Hypogonadotropism is a common feature of uncontrolled diabetes, for which the ultimate mechanism remains to be elucidated. Kisspeptins, ligands of G protein-coupled receptor 54 (GPR54) encoded by the KiSS-1 gene, have recently emerged as major gatekeepers of the gonadotropic axis. Alteration in the hypothalamic KiSS-1 system has been reported in adverse metabolic conditions linked to suppressed gonadotropins, such as undernutrition. However, its potential contribution to defective gonadotropin secretion in diabetes has not been evaluated. We report herein analyses of luteinizing hormone (LH) responses to kisspeptin and hypothalamic expression of the KiSS-1 gene in streptozotocin (STZ)-induced diabetic male rats. In addition, functional studies involving kisspeptin replacement or continuous administration of leptin and insulin to diabetic male rats are presented. Kisspeptin administration evoked robust LH and testosterone bursts and enhanced postgonadectomy LH concentrations, despite prevailing attenuation of gonadotropic axis in diabetic animals. In addition, hypothalamic KiSS-1 mRNA levels were unambiguously decreased in diabetic male rats, and the postorchidectomy rise in KiSS-1 mRNA was severely blunted. Repeated administration of kisspeptin to diabetic rats evoked persistent LH and testosterone responses and partially rescued prostate and testis weights. In addition, central infusion of leptin, but not insulin, was sufficient to normalize hypothalamic KiSS-1 mRNA levels, as well as LH and testosterone concentrations. In summary, we provide evidence for altered expression of the hypothalamic KiSS-1 system in a model of uncontrolled diabetes. This observation, together with the ability of exogenous kisspeptin to rescue defective LH responses in diabetic rats, unravel the physiopathological implication, and potential therapeutic intervention, of the KiSS-1 system in altered gonadotropin secretion of type 1 diabetes.

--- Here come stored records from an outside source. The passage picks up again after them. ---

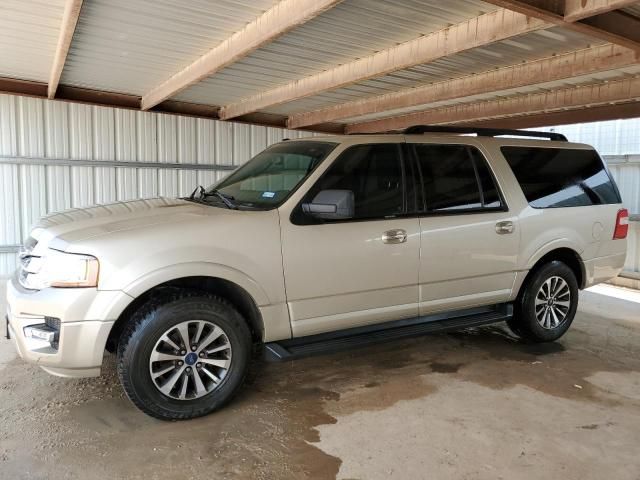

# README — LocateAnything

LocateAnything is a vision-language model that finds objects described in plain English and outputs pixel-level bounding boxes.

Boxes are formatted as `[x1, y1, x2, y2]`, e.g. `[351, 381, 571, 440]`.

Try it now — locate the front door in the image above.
[281, 143, 420, 337]
[408, 142, 520, 315]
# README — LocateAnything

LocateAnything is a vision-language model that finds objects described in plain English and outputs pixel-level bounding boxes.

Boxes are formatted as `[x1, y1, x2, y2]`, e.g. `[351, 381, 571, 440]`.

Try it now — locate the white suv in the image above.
[7, 126, 628, 419]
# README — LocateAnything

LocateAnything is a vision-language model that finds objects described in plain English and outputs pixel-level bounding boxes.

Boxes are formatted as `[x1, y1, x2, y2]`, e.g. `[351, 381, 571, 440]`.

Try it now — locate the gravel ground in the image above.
[0, 287, 640, 480]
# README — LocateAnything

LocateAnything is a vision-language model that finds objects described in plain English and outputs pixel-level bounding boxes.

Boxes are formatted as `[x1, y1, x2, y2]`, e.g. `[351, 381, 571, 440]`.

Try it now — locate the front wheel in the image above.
[118, 291, 251, 420]
[508, 260, 578, 342]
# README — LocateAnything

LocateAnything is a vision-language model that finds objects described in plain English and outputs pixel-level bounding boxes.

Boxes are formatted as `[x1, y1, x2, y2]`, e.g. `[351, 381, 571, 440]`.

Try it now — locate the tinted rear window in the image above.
[501, 147, 621, 208]
[414, 144, 502, 212]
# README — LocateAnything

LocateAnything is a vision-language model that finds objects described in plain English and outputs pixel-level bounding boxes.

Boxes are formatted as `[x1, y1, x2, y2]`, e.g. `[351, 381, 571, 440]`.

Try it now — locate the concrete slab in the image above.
[0, 282, 640, 480]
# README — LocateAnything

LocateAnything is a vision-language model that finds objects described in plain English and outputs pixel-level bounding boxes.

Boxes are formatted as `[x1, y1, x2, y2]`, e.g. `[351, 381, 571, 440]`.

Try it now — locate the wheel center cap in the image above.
[184, 352, 198, 366]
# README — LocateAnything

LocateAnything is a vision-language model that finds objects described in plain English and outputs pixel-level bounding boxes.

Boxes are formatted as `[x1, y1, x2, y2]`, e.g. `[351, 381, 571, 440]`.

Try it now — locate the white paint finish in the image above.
[0, 0, 65, 83]
[0, 95, 18, 156]
[0, 165, 22, 245]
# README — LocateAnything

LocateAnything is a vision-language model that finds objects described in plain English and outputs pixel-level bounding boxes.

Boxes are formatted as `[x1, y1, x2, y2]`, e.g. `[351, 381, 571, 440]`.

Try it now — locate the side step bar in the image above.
[264, 303, 513, 361]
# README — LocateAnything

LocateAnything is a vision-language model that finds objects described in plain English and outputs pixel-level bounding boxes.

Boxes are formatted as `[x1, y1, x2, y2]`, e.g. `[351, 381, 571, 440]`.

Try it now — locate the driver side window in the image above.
[307, 143, 404, 219]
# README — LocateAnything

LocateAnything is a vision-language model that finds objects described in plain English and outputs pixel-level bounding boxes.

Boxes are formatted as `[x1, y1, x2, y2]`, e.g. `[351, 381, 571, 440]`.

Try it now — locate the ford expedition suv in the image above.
[7, 126, 628, 419]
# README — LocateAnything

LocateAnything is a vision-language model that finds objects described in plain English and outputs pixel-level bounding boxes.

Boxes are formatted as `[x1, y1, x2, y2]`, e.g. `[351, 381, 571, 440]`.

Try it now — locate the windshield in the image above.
[204, 141, 337, 208]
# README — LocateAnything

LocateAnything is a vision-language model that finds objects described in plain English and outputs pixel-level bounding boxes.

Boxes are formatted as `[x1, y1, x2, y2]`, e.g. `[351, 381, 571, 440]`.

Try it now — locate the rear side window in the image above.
[414, 144, 502, 212]
[501, 147, 621, 208]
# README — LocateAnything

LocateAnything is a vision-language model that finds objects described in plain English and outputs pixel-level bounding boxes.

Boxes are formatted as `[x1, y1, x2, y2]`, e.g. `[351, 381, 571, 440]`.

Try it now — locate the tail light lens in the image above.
[613, 208, 629, 240]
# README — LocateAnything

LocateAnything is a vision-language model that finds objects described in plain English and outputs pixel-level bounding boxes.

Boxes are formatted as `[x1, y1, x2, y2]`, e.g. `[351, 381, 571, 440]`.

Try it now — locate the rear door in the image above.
[281, 143, 420, 336]
[408, 141, 520, 315]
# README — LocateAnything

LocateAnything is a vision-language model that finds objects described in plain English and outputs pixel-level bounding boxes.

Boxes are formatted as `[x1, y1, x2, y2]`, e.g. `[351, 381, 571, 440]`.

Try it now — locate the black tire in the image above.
[507, 260, 578, 343]
[117, 290, 252, 420]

Control of GnRH neuronal activity by metabolic factors: the role of leptin and insulin

Energy balance exerts a critical influence on reproductive function. Leptin and insulin are among the metabolic factors signaling the nutritional status of an individual to the hypothalamus, and their role in the overall modulation of the activity of GnRH neurons is increasingly recognized. The experiments described here were designed to further investigate the central mechanisms of action of these two hormones and the precise hypothalamic pathways implicated in their effects on the reproductive axis. NPY neurons represent a primary target of leptin actions within the hypothalamus We used mice lacking the NPY Y1 receptor (Y1-/- mice) to investigate the physiological importance of the hypothalamic NPY neuronal system and its downstream pathways involving Y1 in the reproductive effects of leptin. Results point to a crucial role for the NPY Y1 receptor in the control of the onset of puberty and the maintenance of reproductive functions by leptin. A striking finding of these experiments was the observation that juvenile Y1-/- mice submitted to food restriction can proceed through puberty like normally fed animals, demonstrating that the absence of Y1 impairs the perception of decreasing energy stores by the gonadotrope axis. Next, we used parallel in vivo and in vitro experiments to delineate the role of insulin in the stimulation and maintenance of the activity of the neuroendocrine reproductive axis. First, we observed that the increase in circulating insulin levels achieved during hyperinsulinemic clamp studies in normal male mice was associated with a significant rise in LH secretion. This effect of insulin is likely mediated at the hypothalamic level, as insulin stimulates the secretion and the expression of GnRH by hypothalamic neurons in culture. Using primary neuronal cultures as well as a novel GnRH neuronal cell line obtained by conditional immortalization of adult rat hypothalamic neurons, we have recently demonstrated that this effect of insulin on GnRH gene expression is probably mediated directly at the level of GnRH neurons, and involves the stimulation of the MAP kinase Erk1/2 pathway. Taken together, these results provide new insights into the mechanisms involved in the regulation of GnRH neuronal activity by metabolic factors.